Öte yandan, hile her türlü delille ispat edilebileceği gibi iptal hakkının kullanılması hiç bir şekle bağlı değildir. Aldatmanın öğrenildiği tarihten itibaren bir yıllık hak düşürücü süre içerisinde karşı tarafa yöneltilecek bir irade açıklaması, defi yahut dava yoluyla da kullanılabilir.

3.2.3. Bilindiği üzere; inanç sözleşmesi, inananla inanılan arasında yapılan , onların hak ve borçlarını belirleyen, inançlı muamelenin sona erme sebeplerini ve devredilen hakkın, inanılan tarafından inanana geri verme (iade) şartlarını içeren borçlandırıcı bir muameledir. Bu sözleşme, taraflarının hak ve borçlarını kapsayan bağımsız bir akit olup, alacak ve mülkiyetin naklinin hukuki sebebini teşkil eder.

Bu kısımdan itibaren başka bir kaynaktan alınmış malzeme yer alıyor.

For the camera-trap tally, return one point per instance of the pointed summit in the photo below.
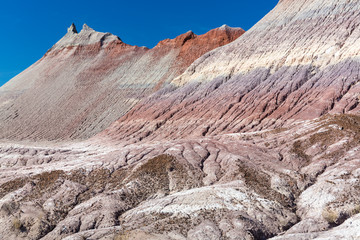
(87, 28)
(72, 28)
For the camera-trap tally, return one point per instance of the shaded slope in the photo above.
(89, 79)
(299, 62)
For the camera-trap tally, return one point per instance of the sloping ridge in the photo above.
(299, 62)
(89, 79)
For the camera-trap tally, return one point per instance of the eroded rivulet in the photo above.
(256, 139)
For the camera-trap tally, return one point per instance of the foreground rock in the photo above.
(89, 79)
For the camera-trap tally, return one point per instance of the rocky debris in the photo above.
(89, 79)
(257, 139)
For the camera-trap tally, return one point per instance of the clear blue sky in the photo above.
(30, 28)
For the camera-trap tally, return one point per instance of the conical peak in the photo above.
(87, 28)
(72, 29)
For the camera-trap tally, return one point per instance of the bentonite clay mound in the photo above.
(204, 156)
(89, 79)
(295, 183)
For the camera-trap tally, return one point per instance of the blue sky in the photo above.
(30, 28)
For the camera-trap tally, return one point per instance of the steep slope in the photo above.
(90, 79)
(198, 159)
(288, 67)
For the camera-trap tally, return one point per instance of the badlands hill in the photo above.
(89, 79)
(258, 139)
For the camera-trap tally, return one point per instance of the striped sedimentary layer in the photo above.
(299, 62)
(89, 79)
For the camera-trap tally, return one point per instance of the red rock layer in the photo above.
(288, 67)
(90, 79)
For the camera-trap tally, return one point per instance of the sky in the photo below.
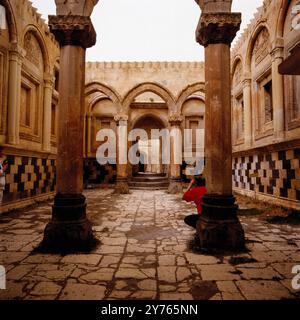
(148, 30)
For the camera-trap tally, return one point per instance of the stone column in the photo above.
(48, 87)
(122, 186)
(89, 135)
(175, 177)
(16, 56)
(247, 112)
(69, 229)
(218, 227)
(278, 93)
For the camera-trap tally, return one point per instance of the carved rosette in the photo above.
(73, 30)
(175, 120)
(217, 28)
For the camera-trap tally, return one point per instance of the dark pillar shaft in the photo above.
(218, 227)
(69, 229)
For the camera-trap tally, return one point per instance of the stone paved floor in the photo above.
(145, 254)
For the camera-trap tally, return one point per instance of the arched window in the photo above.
(261, 68)
(291, 37)
(32, 89)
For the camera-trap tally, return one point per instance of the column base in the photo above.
(69, 230)
(175, 186)
(122, 186)
(219, 228)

Taraflar böyle bir sözleşme ve buna bağlı işlemle genellikle, teminat teşkil etmek ve iade edilmek üzere, mal varlığına dahil bir şey veya hakkı, aynı amacı güden olağan hukuki muamelelerden daha güçlü bir hukuki durum yaratarak, inanılana inançlı olarak kazandırmak için başvururlar.

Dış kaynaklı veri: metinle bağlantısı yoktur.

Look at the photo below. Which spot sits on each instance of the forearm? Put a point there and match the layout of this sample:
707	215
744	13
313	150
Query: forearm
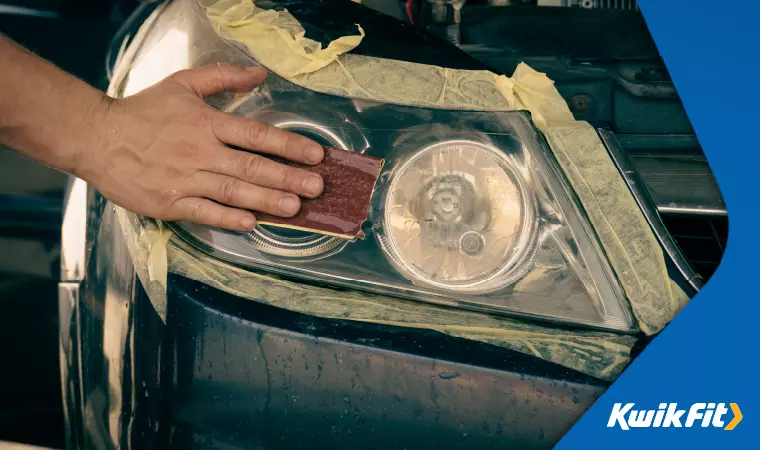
45	113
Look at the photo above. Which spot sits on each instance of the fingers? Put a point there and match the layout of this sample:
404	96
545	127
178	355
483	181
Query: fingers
259	170
260	137
234	192
219	77
206	212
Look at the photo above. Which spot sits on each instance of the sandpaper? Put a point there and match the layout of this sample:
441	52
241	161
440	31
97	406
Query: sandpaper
349	179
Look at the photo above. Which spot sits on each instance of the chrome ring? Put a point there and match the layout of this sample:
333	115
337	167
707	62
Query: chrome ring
527	233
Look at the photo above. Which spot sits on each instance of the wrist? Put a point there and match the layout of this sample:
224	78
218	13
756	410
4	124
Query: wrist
100	125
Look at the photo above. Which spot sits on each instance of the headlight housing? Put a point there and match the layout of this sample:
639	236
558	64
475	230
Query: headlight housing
471	209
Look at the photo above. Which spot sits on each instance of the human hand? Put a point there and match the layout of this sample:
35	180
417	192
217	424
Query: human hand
164	153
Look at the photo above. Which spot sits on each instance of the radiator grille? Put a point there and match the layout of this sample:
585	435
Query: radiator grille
701	238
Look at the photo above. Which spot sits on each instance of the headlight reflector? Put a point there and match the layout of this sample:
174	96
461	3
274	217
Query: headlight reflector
457	218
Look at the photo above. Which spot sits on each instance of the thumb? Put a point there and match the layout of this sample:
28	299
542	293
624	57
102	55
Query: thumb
219	77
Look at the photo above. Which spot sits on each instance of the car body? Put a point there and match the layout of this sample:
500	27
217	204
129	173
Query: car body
224	372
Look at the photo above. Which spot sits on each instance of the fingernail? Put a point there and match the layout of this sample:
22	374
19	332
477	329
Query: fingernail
248	222
312	184
289	204
314	154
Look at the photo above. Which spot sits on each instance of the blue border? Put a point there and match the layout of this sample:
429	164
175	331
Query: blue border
710	352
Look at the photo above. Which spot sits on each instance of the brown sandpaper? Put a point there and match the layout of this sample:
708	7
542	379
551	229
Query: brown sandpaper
349	179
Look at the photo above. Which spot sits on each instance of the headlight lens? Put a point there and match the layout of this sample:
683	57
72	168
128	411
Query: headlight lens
471	209
456	217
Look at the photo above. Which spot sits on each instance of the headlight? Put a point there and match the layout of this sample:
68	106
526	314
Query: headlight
471	210
456	217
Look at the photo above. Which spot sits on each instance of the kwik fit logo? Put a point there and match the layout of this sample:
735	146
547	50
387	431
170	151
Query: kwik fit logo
667	415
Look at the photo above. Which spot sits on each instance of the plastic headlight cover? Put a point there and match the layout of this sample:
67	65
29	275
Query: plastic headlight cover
471	209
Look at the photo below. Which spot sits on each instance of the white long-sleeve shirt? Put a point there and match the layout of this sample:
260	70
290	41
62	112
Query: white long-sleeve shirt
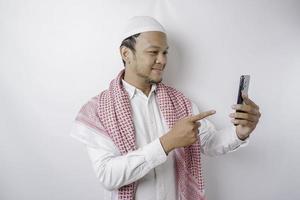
153	170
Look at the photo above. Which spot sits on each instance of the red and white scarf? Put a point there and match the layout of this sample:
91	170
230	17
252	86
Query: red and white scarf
114	112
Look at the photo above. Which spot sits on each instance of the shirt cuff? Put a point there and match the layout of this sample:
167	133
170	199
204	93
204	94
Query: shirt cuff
154	153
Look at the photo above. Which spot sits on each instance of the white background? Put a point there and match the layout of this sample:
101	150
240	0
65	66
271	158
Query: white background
56	55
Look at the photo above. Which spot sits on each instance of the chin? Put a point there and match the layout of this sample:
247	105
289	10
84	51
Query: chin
155	81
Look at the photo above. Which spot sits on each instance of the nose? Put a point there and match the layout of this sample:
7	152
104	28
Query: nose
161	59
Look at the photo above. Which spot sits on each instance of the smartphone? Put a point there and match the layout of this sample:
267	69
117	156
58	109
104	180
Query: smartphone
243	87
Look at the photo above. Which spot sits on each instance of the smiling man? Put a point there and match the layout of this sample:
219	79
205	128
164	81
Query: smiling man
145	138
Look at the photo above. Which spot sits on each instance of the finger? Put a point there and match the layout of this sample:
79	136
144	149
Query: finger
245	116
245	108
248	101
197	124
243	122
202	115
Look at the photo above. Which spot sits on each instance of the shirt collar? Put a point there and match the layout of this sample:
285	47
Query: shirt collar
131	90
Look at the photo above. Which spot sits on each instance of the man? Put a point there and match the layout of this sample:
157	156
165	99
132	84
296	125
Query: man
143	137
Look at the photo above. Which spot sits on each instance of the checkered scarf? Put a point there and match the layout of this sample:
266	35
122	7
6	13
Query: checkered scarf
114	111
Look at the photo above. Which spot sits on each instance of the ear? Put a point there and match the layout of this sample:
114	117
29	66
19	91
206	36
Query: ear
125	53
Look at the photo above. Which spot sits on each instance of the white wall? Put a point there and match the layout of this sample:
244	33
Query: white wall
55	55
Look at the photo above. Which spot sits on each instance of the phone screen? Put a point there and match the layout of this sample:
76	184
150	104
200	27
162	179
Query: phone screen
243	87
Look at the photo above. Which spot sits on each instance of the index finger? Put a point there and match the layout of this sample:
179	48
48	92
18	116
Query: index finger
202	115
249	101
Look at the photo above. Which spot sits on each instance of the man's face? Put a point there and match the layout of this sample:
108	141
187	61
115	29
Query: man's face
150	57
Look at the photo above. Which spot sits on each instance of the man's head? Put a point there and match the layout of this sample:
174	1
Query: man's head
144	49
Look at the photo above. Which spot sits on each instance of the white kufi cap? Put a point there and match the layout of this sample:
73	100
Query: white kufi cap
139	24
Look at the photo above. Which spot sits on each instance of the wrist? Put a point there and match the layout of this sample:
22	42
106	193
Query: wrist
166	144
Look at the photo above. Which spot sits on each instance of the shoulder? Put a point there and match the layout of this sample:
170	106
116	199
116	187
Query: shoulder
88	114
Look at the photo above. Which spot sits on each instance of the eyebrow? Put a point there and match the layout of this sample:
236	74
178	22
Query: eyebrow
157	47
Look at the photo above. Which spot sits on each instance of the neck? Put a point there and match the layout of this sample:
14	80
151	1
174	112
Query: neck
138	82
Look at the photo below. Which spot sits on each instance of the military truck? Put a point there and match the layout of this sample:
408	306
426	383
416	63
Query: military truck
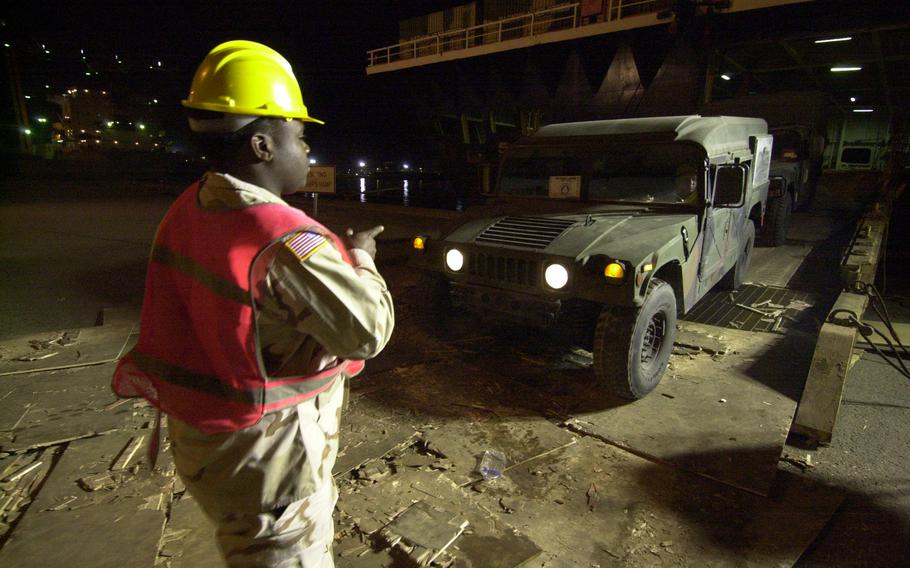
628	222
796	163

Bilindiği gibi, inanç sözleşmeleri, tarafların karşılıklı iradelerine uygun bulunduğu için, onlara karşılıklı borç yükleyen ve alacak hakkı veren geçerli sözleşmelerdir. (818 s. Borçlar Kanunu 818 s. Borçlar Kanununun (BK). m.; 6098 s. Türk Borçlar Kanununun (TBK) 97. m.) Anılan sözleşmelerde, taraflar, sözleşmenin kendilerine yüklediği hak ve borçları belirlerken, inançlı işlemin sona erme sebeplerini; devredilen hakkın inanılan tarafından inanana iade şartlarını, bu arada tabii ki süresini de belirleyebilirler. Bunun dışında, akde aykırı davranışın yaptırımına da sözleşmelerinde yer verebilirler. Buna dair akit hükümleri de TBK'nin 26 ve 27. maddelerine aykırılık teşkil etmediği sürece geçerli sayılır.

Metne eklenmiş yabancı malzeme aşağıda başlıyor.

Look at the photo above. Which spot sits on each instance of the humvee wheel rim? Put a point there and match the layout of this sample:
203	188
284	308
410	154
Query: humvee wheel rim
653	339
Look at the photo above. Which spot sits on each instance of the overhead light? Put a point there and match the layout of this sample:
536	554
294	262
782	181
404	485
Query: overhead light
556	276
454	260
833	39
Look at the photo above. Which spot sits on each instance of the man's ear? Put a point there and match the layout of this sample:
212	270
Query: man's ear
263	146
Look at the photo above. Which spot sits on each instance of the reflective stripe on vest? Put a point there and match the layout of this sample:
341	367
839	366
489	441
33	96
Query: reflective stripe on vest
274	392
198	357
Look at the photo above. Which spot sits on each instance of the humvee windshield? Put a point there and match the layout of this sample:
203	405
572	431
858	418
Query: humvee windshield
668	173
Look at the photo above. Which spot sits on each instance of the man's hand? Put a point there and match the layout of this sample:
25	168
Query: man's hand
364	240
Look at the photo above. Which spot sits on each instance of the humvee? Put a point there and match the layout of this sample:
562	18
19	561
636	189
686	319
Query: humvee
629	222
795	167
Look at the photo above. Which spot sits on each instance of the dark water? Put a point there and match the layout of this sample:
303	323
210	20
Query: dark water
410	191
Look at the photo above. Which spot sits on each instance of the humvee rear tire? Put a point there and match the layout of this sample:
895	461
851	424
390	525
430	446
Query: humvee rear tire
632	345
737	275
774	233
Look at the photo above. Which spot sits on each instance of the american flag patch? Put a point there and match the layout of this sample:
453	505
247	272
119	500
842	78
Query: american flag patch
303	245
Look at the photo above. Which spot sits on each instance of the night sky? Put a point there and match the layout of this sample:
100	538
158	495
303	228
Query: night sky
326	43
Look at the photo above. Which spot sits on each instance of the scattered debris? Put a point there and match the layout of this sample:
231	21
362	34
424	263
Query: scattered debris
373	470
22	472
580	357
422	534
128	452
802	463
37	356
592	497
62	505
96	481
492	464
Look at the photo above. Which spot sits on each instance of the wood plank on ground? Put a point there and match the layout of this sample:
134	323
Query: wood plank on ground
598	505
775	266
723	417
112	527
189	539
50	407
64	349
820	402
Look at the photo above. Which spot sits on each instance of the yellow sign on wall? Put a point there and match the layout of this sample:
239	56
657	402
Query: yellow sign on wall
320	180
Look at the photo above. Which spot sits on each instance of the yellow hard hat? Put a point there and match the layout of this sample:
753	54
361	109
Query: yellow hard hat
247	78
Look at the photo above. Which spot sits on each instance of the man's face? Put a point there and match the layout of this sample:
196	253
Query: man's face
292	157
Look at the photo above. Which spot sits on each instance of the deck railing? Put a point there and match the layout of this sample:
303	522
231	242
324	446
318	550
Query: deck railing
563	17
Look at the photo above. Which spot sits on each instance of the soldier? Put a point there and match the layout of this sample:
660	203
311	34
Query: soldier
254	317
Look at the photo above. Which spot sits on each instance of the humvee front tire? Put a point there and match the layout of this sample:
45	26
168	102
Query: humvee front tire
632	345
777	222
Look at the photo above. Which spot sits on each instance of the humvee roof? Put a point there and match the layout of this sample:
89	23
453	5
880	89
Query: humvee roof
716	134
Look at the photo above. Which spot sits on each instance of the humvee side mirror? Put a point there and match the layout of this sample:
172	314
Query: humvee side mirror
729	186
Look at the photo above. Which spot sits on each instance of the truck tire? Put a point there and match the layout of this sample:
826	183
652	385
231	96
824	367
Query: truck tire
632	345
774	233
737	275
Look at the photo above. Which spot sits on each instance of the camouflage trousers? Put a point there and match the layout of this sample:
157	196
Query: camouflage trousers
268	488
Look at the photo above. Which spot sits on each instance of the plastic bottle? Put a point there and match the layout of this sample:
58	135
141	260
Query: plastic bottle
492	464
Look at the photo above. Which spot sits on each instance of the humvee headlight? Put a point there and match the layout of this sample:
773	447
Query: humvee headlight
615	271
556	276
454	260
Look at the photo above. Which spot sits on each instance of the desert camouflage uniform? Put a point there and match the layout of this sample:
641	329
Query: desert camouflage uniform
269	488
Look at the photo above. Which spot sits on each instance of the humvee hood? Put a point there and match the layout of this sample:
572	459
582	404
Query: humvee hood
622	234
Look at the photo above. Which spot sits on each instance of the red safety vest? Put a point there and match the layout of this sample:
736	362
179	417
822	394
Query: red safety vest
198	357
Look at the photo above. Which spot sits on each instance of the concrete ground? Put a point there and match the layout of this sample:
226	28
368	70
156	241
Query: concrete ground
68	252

İnanç sözleşmesine ve buna bağlı işlemle alacaklı olan taraf, ödeme günü gelince alacağını elde etmek için dilerse; teminat için temlik edilen şeyi " ifa uğruna edim " olarak kendisinde alıkoyabileceği gibi; o şeyi, açık artırma yoluyla veya serbestçe satıp satış bedelinden alma yoluna da başvurabilir. Bu sonuçlar kendine özgü bu akdin tabiatında mevcuttur. Sözleşme ile öngörülen ifa süresi içerisinde, sırf sözleşmeyi imkansız kılmak amacıyla muvazaalı olarak yapılan temliklerin yasal koruma altında tutulamayacağı izahtan varestedir. Meri hukuk sistemimizde her hangi bir düzenleme olmamasına karşın, inanç sözleşmelerinin yukarıda değinilen ilkeler çerçevesinde uygulama yeri bulan kendine özgü bir müessese olduğu, öğreti ve uygulamada kabul edilegelen bir olgudur.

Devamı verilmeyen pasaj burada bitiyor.